El técnico alemán fue tajante al hablar del centrocampista, subrayando que su valor va mucho más allá de la posesión del balón. Según Flick, el jugador da estructura al equipo tanto en ataque como en los momentos sin balón, algo que a menudo pasa desapercibido para quienes solo miran estadísticas de pases o recuperaciones.
Es un matiz interesante viniendo de un entrenador que suele ser extremadamente exigente con el funcionamiento colectivo. Flick no habla de un futbolista brillante con el balón en los pies, sino de alguien que ordena, que da equilibrio posicional, que permite que el resto del equipo ataque con más libertad porque sabe que detrás hay una referencia clara. Es el tipo de elogio que no se traduce en un titular vistoso, pero que en el vestuario y en el banquillo vale oro.

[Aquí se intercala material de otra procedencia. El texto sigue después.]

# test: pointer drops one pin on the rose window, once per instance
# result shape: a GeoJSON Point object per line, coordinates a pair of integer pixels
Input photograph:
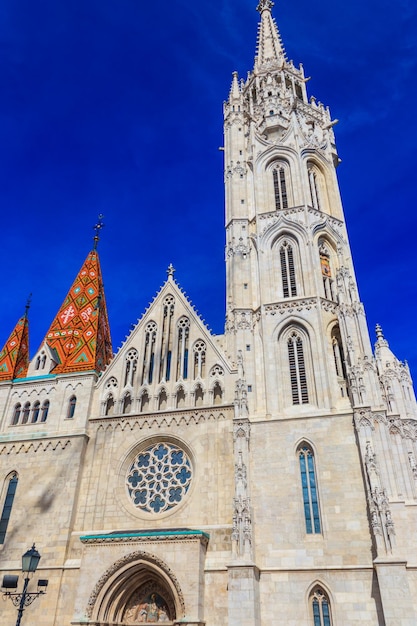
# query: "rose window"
{"type": "Point", "coordinates": [159, 478]}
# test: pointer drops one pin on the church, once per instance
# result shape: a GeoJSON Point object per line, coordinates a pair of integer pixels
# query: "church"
{"type": "Point", "coordinates": [266, 476]}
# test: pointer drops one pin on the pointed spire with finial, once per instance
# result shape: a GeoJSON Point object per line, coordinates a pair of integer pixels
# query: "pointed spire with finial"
{"type": "Point", "coordinates": [270, 50]}
{"type": "Point", "coordinates": [171, 271]}
{"type": "Point", "coordinates": [234, 89]}
{"type": "Point", "coordinates": [80, 333]}
{"type": "Point", "coordinates": [14, 358]}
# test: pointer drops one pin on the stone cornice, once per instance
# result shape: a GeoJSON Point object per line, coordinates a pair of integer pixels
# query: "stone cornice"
{"type": "Point", "coordinates": [176, 417]}
{"type": "Point", "coordinates": [42, 443]}
{"type": "Point", "coordinates": [182, 535]}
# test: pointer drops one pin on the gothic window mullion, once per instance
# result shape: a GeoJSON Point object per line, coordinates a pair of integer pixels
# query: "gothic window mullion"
{"type": "Point", "coordinates": [298, 376]}
{"type": "Point", "coordinates": [309, 491]}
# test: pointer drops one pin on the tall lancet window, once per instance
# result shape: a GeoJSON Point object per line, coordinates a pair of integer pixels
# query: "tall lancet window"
{"type": "Point", "coordinates": [199, 359]}
{"type": "Point", "coordinates": [7, 506]}
{"type": "Point", "coordinates": [339, 359]}
{"type": "Point", "coordinates": [314, 188]}
{"type": "Point", "coordinates": [320, 606]}
{"type": "Point", "coordinates": [149, 353]}
{"type": "Point", "coordinates": [326, 272]}
{"type": "Point", "coordinates": [183, 348]}
{"type": "Point", "coordinates": [280, 188]}
{"type": "Point", "coordinates": [130, 367]}
{"type": "Point", "coordinates": [166, 339]}
{"type": "Point", "coordinates": [298, 377]}
{"type": "Point", "coordinates": [309, 487]}
{"type": "Point", "coordinates": [286, 256]}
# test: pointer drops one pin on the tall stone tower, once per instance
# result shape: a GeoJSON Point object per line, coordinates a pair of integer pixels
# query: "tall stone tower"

El encuentro, sin embargo, no estuvo exento de sobresaltos. Un choque totalmente fortuito entre Rodri y Eric García terminó en una lesión que obligó a Flick a mover el banquillo antes de lo previsto. Ninguno de los dos buscaba el contacto, fue simplemente una de esas jugadas del fútbol que cambian el guion de un partido que hasta entonces transcurría con total control azulgrana.
Más allá de ese episodio, Flick tuvo tiempo para repasar otros nombres propios. Habló del estado de Lamine Yamal, que entrenó por separado el día previo pero no mostró molestias y participó con normalidad tanto en el presionaje como en la fase defensiva. También destacó el rendimiento de Fermín, a quien definió como un futbolista de mucha energía e intensidad, peligroso cerca del área, aunque reconoció que le gustaría verlo controlar algo más el balón en ciertos momentos.

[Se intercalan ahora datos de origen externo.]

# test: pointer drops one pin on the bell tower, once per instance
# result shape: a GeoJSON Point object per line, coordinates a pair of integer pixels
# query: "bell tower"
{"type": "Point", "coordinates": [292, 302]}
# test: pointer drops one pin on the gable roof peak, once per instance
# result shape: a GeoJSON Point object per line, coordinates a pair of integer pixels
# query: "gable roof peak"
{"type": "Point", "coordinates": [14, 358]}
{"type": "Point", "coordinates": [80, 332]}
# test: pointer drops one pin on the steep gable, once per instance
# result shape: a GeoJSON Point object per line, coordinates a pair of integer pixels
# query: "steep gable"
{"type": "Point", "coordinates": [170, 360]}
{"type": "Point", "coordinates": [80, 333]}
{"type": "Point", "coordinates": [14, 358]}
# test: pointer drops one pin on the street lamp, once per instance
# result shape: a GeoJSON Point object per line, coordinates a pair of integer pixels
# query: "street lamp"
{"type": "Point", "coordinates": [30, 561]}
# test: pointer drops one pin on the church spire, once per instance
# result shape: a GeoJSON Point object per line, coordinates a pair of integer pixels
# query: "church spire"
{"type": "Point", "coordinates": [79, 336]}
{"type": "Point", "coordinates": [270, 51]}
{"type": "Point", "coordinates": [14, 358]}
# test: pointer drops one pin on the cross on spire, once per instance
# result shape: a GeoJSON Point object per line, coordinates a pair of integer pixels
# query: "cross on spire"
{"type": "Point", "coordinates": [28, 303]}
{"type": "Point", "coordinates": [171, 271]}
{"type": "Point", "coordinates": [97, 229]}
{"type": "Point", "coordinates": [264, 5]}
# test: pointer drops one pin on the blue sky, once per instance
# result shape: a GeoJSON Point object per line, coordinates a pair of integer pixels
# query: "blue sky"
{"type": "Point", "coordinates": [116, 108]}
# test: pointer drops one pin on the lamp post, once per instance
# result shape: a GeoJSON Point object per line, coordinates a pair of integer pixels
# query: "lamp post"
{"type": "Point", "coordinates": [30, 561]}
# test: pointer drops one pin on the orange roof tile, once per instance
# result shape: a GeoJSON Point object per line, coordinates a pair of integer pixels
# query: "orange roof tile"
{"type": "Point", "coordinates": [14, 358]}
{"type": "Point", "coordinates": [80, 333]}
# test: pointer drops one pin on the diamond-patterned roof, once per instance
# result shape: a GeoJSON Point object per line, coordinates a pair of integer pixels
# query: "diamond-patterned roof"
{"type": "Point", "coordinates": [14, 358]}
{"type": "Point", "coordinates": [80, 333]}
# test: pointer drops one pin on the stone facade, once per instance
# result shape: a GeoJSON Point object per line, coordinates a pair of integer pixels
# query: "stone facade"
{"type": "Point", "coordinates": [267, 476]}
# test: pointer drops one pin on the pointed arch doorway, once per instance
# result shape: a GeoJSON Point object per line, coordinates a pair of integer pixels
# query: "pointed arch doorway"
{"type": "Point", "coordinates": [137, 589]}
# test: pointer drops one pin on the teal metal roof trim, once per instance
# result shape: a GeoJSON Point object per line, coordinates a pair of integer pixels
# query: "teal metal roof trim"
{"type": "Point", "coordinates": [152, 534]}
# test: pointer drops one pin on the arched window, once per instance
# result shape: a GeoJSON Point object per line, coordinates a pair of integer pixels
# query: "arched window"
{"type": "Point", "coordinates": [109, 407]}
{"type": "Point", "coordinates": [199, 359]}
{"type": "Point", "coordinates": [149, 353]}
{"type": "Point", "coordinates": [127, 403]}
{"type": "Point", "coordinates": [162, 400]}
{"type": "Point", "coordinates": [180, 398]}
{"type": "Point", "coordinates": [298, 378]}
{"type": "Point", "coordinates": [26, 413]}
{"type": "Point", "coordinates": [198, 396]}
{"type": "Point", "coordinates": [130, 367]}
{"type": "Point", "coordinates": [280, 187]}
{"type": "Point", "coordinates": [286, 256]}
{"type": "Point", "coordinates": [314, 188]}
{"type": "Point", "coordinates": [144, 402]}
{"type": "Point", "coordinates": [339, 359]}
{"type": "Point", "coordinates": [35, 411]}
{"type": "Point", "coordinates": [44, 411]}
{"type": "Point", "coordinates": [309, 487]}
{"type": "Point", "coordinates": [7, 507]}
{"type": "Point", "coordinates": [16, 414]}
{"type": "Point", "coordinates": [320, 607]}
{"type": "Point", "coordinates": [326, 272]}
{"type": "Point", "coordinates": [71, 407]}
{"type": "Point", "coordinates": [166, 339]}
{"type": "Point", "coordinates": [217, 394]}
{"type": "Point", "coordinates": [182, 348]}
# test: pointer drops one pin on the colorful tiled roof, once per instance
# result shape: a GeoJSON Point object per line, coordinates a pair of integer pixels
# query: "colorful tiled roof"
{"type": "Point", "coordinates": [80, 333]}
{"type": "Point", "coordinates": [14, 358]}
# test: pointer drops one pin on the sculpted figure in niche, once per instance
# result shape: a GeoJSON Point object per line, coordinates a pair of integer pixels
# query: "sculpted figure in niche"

Sobre la eterna pregunta de si el Barça necesita un delantero centro puro, Flick fue realista: reconoció que normalmente sí hace falta un nueve de referencia, pero insistió en que el reparto de gol en su plantilla es tan amplio que cualquiera puede aparecer. Puso como ejemplo el tanto anotado por Pedri, prueba de que la responsabilidad ofensiva no recae en un solo nombre.
El resultado deja buenas sensaciones, pero la lesión de Rodri añade una incógnita que Flick tendrá que resolver en los próximos días, justo cuando más necesitaba a su hombre de equilibrio sobre el césped.